Shannon Elliott, 25, lost the thumb and two fingers from her left hand in November when a firework exploded in her palm…
Have a safe and happy July 4th — and stay out of the ER. Please follow these fireworks safety tips:
- Never allow children to play with or ignite fireworks.
- Read and follow all warnings and instructions.
- Fireworks should be unpacked from any paper packing out-of-doors and away from any open flames.
- Be sure other people are out-of-range before lighting fireworks.
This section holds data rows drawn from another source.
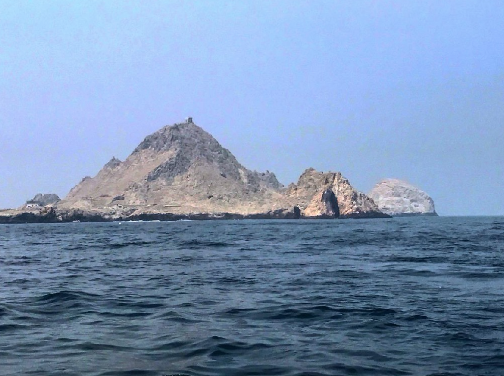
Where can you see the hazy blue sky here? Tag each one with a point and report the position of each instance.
(374, 89)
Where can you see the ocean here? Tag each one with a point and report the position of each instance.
(401, 296)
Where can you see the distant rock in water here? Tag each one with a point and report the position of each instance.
(399, 198)
(43, 200)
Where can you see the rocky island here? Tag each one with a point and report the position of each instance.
(182, 172)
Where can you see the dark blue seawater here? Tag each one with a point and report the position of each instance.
(404, 296)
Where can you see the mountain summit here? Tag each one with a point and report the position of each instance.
(183, 170)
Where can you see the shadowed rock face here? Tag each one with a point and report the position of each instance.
(182, 170)
(399, 198)
(312, 185)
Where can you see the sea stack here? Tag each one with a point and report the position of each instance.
(398, 198)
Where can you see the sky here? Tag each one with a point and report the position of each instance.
(374, 89)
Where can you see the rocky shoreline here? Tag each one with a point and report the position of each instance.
(65, 216)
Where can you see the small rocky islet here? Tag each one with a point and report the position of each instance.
(182, 172)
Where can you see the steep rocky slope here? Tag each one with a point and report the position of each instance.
(180, 169)
(313, 184)
(183, 170)
(399, 198)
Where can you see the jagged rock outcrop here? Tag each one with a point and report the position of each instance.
(399, 198)
(181, 171)
(44, 199)
(312, 185)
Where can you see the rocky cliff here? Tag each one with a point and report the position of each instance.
(314, 191)
(399, 198)
(181, 170)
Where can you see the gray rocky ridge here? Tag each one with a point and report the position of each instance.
(183, 170)
(399, 198)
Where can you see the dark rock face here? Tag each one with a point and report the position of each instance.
(44, 199)
(331, 202)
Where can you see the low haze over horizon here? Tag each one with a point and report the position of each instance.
(412, 90)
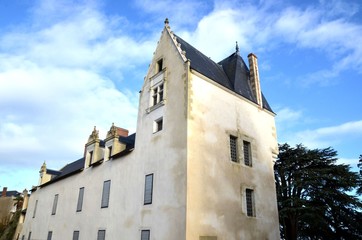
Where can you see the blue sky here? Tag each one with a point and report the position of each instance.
(66, 66)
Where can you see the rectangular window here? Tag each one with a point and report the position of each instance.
(247, 153)
(36, 205)
(50, 233)
(76, 235)
(109, 152)
(80, 199)
(148, 189)
(90, 157)
(145, 235)
(101, 235)
(249, 195)
(159, 65)
(55, 203)
(105, 193)
(158, 125)
(234, 148)
(157, 94)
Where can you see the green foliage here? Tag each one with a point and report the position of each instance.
(315, 199)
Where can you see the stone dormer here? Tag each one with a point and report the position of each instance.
(44, 176)
(254, 78)
(93, 153)
(112, 143)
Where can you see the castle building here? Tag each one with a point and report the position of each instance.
(199, 167)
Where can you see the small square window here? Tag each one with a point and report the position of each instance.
(145, 235)
(158, 125)
(101, 235)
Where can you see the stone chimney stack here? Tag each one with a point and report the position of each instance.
(3, 194)
(254, 78)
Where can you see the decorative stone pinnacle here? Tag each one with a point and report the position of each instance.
(94, 135)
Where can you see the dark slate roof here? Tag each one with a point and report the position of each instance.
(232, 72)
(78, 165)
(68, 170)
(129, 141)
(11, 194)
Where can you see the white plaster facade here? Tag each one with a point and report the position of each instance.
(198, 192)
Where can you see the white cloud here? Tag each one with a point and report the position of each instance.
(55, 86)
(327, 136)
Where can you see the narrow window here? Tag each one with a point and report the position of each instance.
(105, 193)
(158, 125)
(80, 199)
(76, 235)
(50, 233)
(109, 152)
(155, 96)
(249, 195)
(55, 203)
(159, 65)
(160, 93)
(36, 205)
(145, 235)
(234, 148)
(101, 235)
(247, 153)
(148, 189)
(90, 157)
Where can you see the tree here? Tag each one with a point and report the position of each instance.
(315, 199)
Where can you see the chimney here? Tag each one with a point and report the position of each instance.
(3, 194)
(254, 78)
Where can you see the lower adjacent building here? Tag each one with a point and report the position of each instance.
(199, 167)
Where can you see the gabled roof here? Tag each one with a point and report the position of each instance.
(77, 166)
(67, 171)
(232, 72)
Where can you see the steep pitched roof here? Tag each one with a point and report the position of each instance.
(232, 72)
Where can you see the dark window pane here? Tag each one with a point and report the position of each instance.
(145, 235)
(80, 199)
(76, 235)
(148, 189)
(55, 203)
(247, 155)
(249, 202)
(105, 194)
(101, 235)
(233, 149)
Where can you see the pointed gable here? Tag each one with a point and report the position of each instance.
(238, 74)
(232, 72)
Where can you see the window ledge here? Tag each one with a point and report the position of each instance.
(154, 107)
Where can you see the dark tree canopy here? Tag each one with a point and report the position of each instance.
(316, 197)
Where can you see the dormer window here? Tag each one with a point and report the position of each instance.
(109, 152)
(159, 65)
(157, 94)
(90, 157)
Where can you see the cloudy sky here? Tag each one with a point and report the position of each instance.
(67, 66)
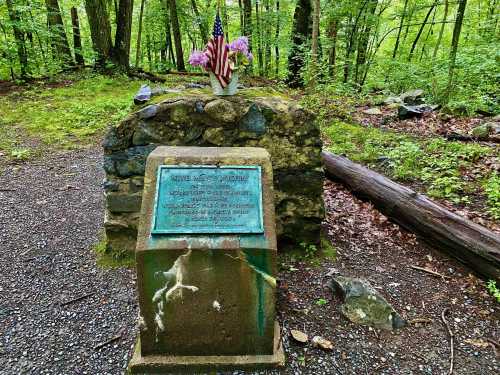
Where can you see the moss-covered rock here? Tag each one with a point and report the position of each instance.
(364, 305)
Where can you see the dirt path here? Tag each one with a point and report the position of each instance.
(50, 216)
(51, 213)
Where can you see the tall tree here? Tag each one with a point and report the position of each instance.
(267, 41)
(363, 38)
(247, 26)
(19, 37)
(77, 40)
(121, 50)
(401, 21)
(201, 25)
(301, 32)
(332, 54)
(100, 29)
(174, 19)
(421, 29)
(454, 45)
(258, 33)
(58, 38)
(277, 40)
(139, 34)
(315, 41)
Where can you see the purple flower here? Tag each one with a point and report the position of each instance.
(199, 58)
(240, 45)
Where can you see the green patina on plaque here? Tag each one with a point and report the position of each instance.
(208, 199)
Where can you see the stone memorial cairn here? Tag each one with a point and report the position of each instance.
(206, 262)
(253, 118)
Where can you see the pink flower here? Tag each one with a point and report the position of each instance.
(240, 45)
(199, 58)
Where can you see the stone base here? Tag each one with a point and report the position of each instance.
(159, 364)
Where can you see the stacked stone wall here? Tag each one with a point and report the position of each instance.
(195, 118)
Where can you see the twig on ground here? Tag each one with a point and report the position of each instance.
(336, 367)
(110, 341)
(450, 333)
(494, 344)
(434, 273)
(77, 299)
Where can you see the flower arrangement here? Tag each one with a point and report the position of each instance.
(238, 56)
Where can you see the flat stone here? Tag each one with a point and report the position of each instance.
(208, 295)
(143, 95)
(264, 118)
(128, 163)
(145, 134)
(372, 111)
(221, 110)
(365, 305)
(148, 111)
(123, 202)
(206, 364)
(392, 100)
(412, 97)
(253, 121)
(214, 136)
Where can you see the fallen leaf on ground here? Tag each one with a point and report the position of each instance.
(299, 336)
(320, 342)
(479, 343)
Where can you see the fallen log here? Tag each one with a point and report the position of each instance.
(470, 243)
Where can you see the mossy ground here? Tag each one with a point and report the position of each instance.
(454, 171)
(66, 114)
(106, 259)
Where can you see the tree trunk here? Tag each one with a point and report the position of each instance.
(139, 35)
(242, 18)
(121, 50)
(100, 29)
(19, 37)
(247, 19)
(301, 32)
(410, 55)
(267, 40)
(350, 48)
(57, 34)
(441, 30)
(454, 45)
(396, 45)
(332, 54)
(470, 243)
(315, 41)
(225, 20)
(11, 64)
(259, 37)
(77, 41)
(199, 21)
(177, 35)
(363, 39)
(277, 40)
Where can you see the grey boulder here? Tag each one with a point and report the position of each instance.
(364, 305)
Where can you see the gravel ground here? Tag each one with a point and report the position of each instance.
(51, 214)
(57, 307)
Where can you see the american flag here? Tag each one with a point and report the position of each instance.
(218, 54)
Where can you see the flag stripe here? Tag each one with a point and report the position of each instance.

Small children should be kept a safe distance from the fireworks; older children that use fireworks need to be carefully supervised.
- Do not smoke when handling any type of “live” firecracker, rocket, or aerial display.
- Keep all fireworks away from any flammable liquids, dry grassy areas, or open bonfires.
- Keep a bucket of water or working garden hose nearby in case of a malfunction or fire.
- Take note of any sudden wind change that could cause sparks or debris to fall on a car, house, or person.
- Never attempt to pick up and relight a “fizzled” firework device that has failed to light or “go off”
- Do not use any aluminum or metal soda/beer can or glass bottle to stage or hold fireworks before lighting.
- Do not use any tightly closed container for these lighted devices to add to the exploding effect or to increase noise.
- Never attempt to make your own exploding device from raw gunpowder or similar flammable substance. The results are too unpredictable.
- Never use mail-order fireworks kits. These do-it-yourself kits are simply unsafe.